Tuesday, May 10, 2016

Southern California

    Well, here we are! Settled and striving! What a change, from so much countryside and flat land to mountains, hills, and congestion. I was so excited to move here, just to get out of our "valley." Now that I'm here, I just want to go back, to have family and friends nearby.

    We live in a large double story home which has been unequally divided into 4 units. The front, bottom unit is rented to an older couple, their daughter, and their grandson. The unit above them is rented to a couple who seem to like our company to hang out and bbq with, in the rear patio of our shared house. The rear, bottom unit is rented to a woman in her mid-twenties, who is pretty chill and just started nursing school. I like her, she's pretty cool to talk to. Then there's us.. the rear, top unit. A family of three with a dog.

    When we got here, I cleaned the empty, dirty, abandoned, back patio. There was a table that had been used as a saw horse, I guess, along with scrap 2x4s, plywood, and even some granite countertop pieces. So, I moved the table from the scrap wood area to a sunny place. I put a granite slab on it, and placed my plants up there. I placed my plants around the area and was excited to start a new garden, having had to rip out the one at our previous home. So, my husband took me to a Home Depot here. I picked up a few plants, and I was hopeful.. until feral cats started throwing them around. It happened for a few months, so I recently gave up. I've been keeping succulents inside, and my larger plants (which are doing well) are still outside.

    I miss gardening. It was such a stress-relieving hobby! I have kept up with crocheting and knitting. I filled my first order in two days, and waited for my husband to take me to send it off. I was so happy to be sending something, I decided to send packages to my sister and my best friend also. I have been struggling with going out on my own, so I wait for my husband to take me after work. I have gone out by myself a few times in the beginning, but I felt incredibly vulnerable to be out, alone with my son. It's so uncomfortable. I have literally turned myself into a hermit. My son and I are home until my husband gets out of work. We wait for him to take us places. My anxiety is through the roof! I know how to get to several places, but I'm afraid to drive.

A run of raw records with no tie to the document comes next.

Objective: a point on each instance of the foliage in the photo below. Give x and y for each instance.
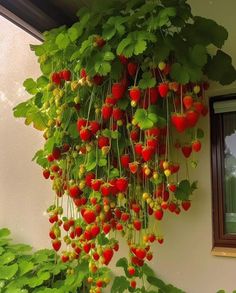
(22, 270)
(117, 88)
(150, 283)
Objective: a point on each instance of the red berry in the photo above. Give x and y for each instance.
(125, 159)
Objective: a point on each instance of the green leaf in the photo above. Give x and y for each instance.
(147, 270)
(219, 68)
(4, 232)
(198, 55)
(22, 109)
(7, 258)
(122, 263)
(179, 73)
(30, 86)
(62, 41)
(7, 272)
(205, 32)
(119, 285)
(164, 16)
(25, 267)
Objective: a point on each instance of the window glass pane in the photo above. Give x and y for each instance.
(229, 131)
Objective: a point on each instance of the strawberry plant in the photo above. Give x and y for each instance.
(118, 102)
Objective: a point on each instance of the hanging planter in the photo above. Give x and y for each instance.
(119, 102)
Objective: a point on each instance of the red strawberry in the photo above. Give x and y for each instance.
(66, 74)
(117, 114)
(123, 59)
(78, 231)
(56, 78)
(133, 284)
(81, 123)
(153, 94)
(132, 68)
(106, 228)
(138, 148)
(125, 217)
(134, 134)
(186, 150)
(133, 167)
(83, 73)
(106, 189)
(196, 145)
(75, 191)
(87, 247)
(204, 111)
(106, 111)
(89, 216)
(163, 89)
(192, 118)
(122, 184)
(147, 153)
(172, 187)
(136, 208)
(118, 90)
(188, 102)
(98, 79)
(149, 256)
(158, 214)
(96, 184)
(46, 173)
(198, 106)
(56, 244)
(131, 271)
(88, 178)
(137, 225)
(179, 121)
(103, 141)
(135, 94)
(56, 153)
(95, 230)
(140, 253)
(107, 254)
(52, 235)
(186, 204)
(155, 132)
(110, 100)
(125, 159)
(94, 126)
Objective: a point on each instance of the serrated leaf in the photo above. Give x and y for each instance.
(25, 267)
(8, 272)
(7, 258)
(179, 73)
(62, 41)
(30, 86)
(119, 285)
(4, 232)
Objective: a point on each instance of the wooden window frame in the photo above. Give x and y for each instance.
(220, 238)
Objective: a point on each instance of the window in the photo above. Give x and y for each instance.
(223, 162)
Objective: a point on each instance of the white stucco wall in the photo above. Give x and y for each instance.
(185, 259)
(24, 196)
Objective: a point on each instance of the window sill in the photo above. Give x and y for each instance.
(224, 251)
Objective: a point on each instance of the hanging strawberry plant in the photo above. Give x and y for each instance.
(119, 101)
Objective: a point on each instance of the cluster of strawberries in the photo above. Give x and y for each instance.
(146, 179)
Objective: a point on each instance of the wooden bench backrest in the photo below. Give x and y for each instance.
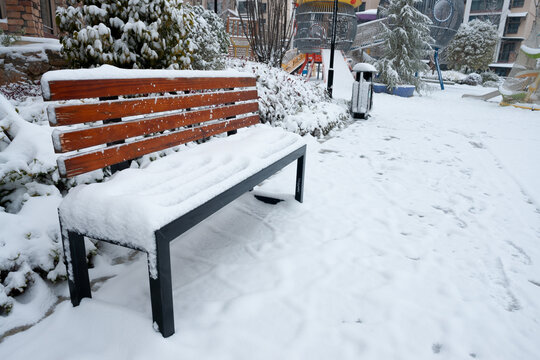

I feel that other drivers may become impatient with my slow pace and make a ruckus. Having been bullied, I feel that if one person has an issue with me, everyone else will join. I want to be back where I know my surroundings, where I know if I'm in trouble, I can call on someone and they will be 10 minutes away. The only people I have befriended, so far, are the neighbors.. only slightly.

    My son will begin school this year, and I am hopeful to find any work.. Part-time. I'm so afraid of putting him in after-school daycare, and we end up on the news that the daycare cams caught him being beat up or something.. I can't even imagine what I'd do. I would rather be able to drop him off in the morning, AND pick him up after school. Anyway, I better get going. It was nice to be able to let my thoughts out.